CONCLUSIONS: the major portion of the persons in charge do not have participation in decisions concerning the treatment carried out in their children, once that they related passive attitudes in front of this decision process and do not show knowledge on the treatment carried out with their children. The knowledge tends to be better for individuals with higher scholar level.

Keywords: Bioethics; Informed Consent; Professional Autonomy

INTRODUÇÃO

A Bioética pode ser vista como a reflexão ética sobre os seres vivos, incluindo o ser humano, assim como a maneira com a qual esses seres vivos se apresentam nas relações cotidianas do mundo vivido e nos contextos teóricos e práticos da ciência e da pesquisa 1, podendo atuar como um guia de decisões em relação ao nascimento, doenças, tratamento, morte, meio ambiente, relações entre as espécies e entre as gerações futuras 2.

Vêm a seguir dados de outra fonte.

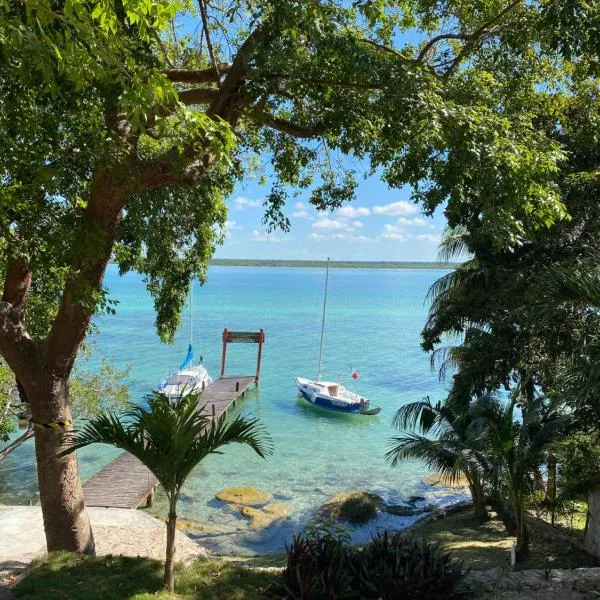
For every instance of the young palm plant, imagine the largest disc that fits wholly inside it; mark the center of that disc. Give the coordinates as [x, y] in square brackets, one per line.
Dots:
[170, 441]
[514, 448]
[454, 451]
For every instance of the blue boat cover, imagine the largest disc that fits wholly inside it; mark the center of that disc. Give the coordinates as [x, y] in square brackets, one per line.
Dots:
[188, 359]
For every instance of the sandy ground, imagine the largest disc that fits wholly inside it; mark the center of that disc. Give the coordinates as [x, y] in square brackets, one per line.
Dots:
[116, 531]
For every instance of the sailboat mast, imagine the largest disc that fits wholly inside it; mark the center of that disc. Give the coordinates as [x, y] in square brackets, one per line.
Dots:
[323, 320]
[191, 300]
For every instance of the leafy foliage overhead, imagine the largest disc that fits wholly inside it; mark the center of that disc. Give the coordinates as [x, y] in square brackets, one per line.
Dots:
[464, 102]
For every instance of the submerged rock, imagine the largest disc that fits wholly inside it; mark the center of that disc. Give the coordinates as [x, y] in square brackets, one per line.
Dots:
[439, 479]
[355, 507]
[402, 510]
[190, 526]
[261, 518]
[244, 496]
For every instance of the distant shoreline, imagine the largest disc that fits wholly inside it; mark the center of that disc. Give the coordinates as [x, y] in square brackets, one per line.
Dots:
[335, 264]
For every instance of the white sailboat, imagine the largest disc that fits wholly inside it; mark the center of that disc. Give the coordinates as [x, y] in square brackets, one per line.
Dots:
[189, 377]
[329, 394]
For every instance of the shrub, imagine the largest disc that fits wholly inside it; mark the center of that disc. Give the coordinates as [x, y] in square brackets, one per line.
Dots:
[389, 567]
[399, 566]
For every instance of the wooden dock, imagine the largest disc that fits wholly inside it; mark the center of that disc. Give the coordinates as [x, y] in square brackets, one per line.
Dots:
[127, 483]
[123, 483]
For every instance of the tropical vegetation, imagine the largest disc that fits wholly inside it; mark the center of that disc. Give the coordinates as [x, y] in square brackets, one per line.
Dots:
[171, 440]
[115, 122]
[322, 565]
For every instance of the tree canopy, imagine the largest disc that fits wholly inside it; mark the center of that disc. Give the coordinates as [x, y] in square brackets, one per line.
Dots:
[450, 98]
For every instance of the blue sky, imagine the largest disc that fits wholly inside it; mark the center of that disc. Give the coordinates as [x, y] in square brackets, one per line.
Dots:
[381, 224]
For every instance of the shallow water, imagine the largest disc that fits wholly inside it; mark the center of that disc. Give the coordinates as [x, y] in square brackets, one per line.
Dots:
[373, 322]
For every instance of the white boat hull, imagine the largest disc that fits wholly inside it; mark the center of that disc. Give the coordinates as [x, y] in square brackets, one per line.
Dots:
[184, 382]
[332, 396]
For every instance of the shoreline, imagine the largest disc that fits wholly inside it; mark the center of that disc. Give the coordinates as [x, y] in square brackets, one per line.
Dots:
[334, 264]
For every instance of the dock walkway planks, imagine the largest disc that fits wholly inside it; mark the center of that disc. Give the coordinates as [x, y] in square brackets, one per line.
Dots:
[126, 482]
[123, 483]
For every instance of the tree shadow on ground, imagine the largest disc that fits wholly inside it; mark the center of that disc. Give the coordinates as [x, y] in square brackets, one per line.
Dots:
[64, 575]
[486, 545]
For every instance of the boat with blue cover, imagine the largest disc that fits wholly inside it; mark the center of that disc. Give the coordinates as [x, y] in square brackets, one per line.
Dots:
[328, 394]
[189, 377]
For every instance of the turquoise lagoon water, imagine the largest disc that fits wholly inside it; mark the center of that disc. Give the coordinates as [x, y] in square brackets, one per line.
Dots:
[373, 322]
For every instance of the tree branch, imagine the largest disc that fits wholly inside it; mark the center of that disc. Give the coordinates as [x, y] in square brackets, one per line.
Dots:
[16, 443]
[18, 348]
[478, 34]
[94, 240]
[201, 76]
[16, 282]
[440, 38]
[198, 96]
[470, 39]
[227, 103]
[211, 52]
[288, 127]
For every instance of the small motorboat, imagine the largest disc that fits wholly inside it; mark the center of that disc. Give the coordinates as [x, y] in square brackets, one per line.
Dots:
[189, 377]
[328, 394]
[193, 378]
[333, 396]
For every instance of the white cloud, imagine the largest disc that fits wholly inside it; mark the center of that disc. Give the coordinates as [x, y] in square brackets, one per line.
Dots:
[302, 214]
[231, 225]
[260, 236]
[395, 209]
[394, 232]
[351, 212]
[408, 222]
[429, 237]
[325, 223]
[242, 203]
[350, 238]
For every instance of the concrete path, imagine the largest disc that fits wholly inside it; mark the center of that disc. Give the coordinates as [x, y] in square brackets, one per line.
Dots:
[118, 531]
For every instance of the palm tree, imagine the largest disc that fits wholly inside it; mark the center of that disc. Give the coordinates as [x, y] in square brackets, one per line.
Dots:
[514, 447]
[453, 452]
[170, 441]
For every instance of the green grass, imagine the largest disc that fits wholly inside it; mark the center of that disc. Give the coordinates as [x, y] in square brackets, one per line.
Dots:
[486, 545]
[334, 264]
[64, 575]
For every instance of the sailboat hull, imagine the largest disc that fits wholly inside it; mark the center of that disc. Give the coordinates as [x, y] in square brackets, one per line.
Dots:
[317, 393]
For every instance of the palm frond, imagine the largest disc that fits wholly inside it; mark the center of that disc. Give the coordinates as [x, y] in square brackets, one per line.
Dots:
[170, 440]
[454, 244]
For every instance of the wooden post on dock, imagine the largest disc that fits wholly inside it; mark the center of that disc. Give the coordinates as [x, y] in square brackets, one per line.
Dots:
[243, 337]
[224, 354]
[260, 343]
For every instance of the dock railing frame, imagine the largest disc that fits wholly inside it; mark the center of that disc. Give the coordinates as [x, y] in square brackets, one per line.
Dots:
[243, 337]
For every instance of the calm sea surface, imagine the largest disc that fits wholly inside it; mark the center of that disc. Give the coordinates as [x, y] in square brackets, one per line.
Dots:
[373, 322]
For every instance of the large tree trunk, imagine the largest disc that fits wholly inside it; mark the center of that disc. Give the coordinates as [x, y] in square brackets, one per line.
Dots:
[506, 515]
[479, 502]
[43, 367]
[551, 485]
[66, 523]
[169, 578]
[592, 532]
[522, 546]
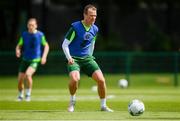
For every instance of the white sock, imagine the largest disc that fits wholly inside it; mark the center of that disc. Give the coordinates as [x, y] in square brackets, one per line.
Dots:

Existem vários modelos de análise bioética, e um dos mais divulgados é o modelo principalista 3. Neste modelo os autores propõem a existência de quatro princípios norteadores de uma boa ação.

Em acordo com o código de ética da Fonoaudiologia4 há uma preocupação em proporcionar e assegurar ao paciente os seus direitos. Para isso é necessário respeitar certos princípios e valores, que se enquadram dentro dos princípios bioéticos de não-maleficência, beneficência, justiça e autonomia.

O princípio da autonomia ou o princípio do respeito às pessoas, requer que aceitemos que os indivíduos se auto-governem, que sejam autônomos tanto em suas escolhas, como em seus atos e que o profissional da saúde respeite a vontade do paciente ou de seu representante, assim como seus valores morais e crenças, permitindo que a relação médico-paciente seja muito mais aberta e democrática com clareza das ações e o compartilhamento de responsabilidades na tomada de decisão. Trata-se de sujeitos autônomos que compartilham as decisões em parceria e com plenos direitos 5-7.

Quando se fala de saúde, é o indivíduo quem deve, de forma ativa, autorizar as propostas apresentadas a ele e não meramente assentir a um plano diagnóstico ou terapêutico, por meio de uma atitude submissa às ordens dos profissionais de saúde 8. Em se tratando de crianças, de acordo com a resolução 196/96, o consentimento esclarecido deve ser dado por um responsável legal .

O consentimento informado é um direito moral dos pacientes, e não apenas uma doutrina legal. O paciente tem o direito de receber a informação necessária para consentir um tratamento antes que ele seja iniciado. Entretanto a informação a ele é condicionada pelos seguintes fatores: A) a personalidade e o temperamento do paciente e a disposição do mesmo na hora do recebimento da informação; B) o grau atual e aparente de compreensão do indivíduo; C) a natureza do tratamento: quanto mais exigente for o tratamento maior deverá ser a informação e, D) a magnitude dos riscos associados 9.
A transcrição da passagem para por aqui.